Re: [PATCH v6] kvm: better MWAIT emulation for guests

From: Alexander Graf
Date: Wed Apr 12 2017 - 10:54:27 EST




On 12.04.17 16:34, Jim Mattson wrote:
Actually, we have rejected commit 87c00572ba05aa8c ("kvm: x86: emulate
monitor and mwait instructions as nop"), so when we intercept
MONITOR/MWAIT, we synthesize #UD. Perhaps it is this difference from
vanilla kvm that motivates the following idea...

So you're not running upstream kvm? In that case, you can just not take this patch either :).

Since we're still not going to report MONITOR support in CPUID, the
only guests of consequence are paravirtual guests. What if a

Only if someone actually implemented something for PV guests, yes.

The real motivation is to allow user space to force set the MONITOR CPUID flag. That way an admin can - if he really wants to - dedicate pCPUs to the VM.

I agree that we don't need the kvm pv flag for that. I'd be happy to drop that if everyone agrees.

paravirtual guest was aware of the fact that sometimes MONITOR/MWAIT
would work as architected, and sometimes they would raise #UD (or do
something else that's guest-visible, to indicate that the hypevisor is
intercepting the instructions).
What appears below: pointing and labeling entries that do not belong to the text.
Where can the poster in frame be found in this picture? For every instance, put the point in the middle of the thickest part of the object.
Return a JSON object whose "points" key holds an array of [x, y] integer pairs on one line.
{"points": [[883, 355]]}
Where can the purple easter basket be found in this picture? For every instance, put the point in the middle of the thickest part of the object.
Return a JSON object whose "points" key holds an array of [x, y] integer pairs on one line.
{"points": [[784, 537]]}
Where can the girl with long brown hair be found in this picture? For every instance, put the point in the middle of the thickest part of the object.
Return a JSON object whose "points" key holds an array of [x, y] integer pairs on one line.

Such a guest could first try a
MONITOR/MWAIT-based idle loop and then fall back on a HLT-based idle
loop if the hypervisor rejected its use of MONITOR/MWAIT.

How would that work? That guest would have to atomically notify all other vCPUs that wakeup notifications now go via IPIs instead of cache line dirtying.

That's probably as much work to get right as it would be to just emulate MWAIT inside kvm ;).

We already have the loose concept of "this pCPU has other things to
do," which is encoded in the variable-sized PLE window. With
MONITOR/MWAIT, the choice is binary, but a simple implementation could
tie the two together, by allowing the guest to use MONITOR/MWAIT
whenever the PLE window exceeds a certain threshold. Or the decision
could be left to the userspace agent.

I agree, and that's basically the idea I mentioned earlier with MWAIT emulation. We could (for well behaved guests) switch between emulating MWAIT and running native MWAIT.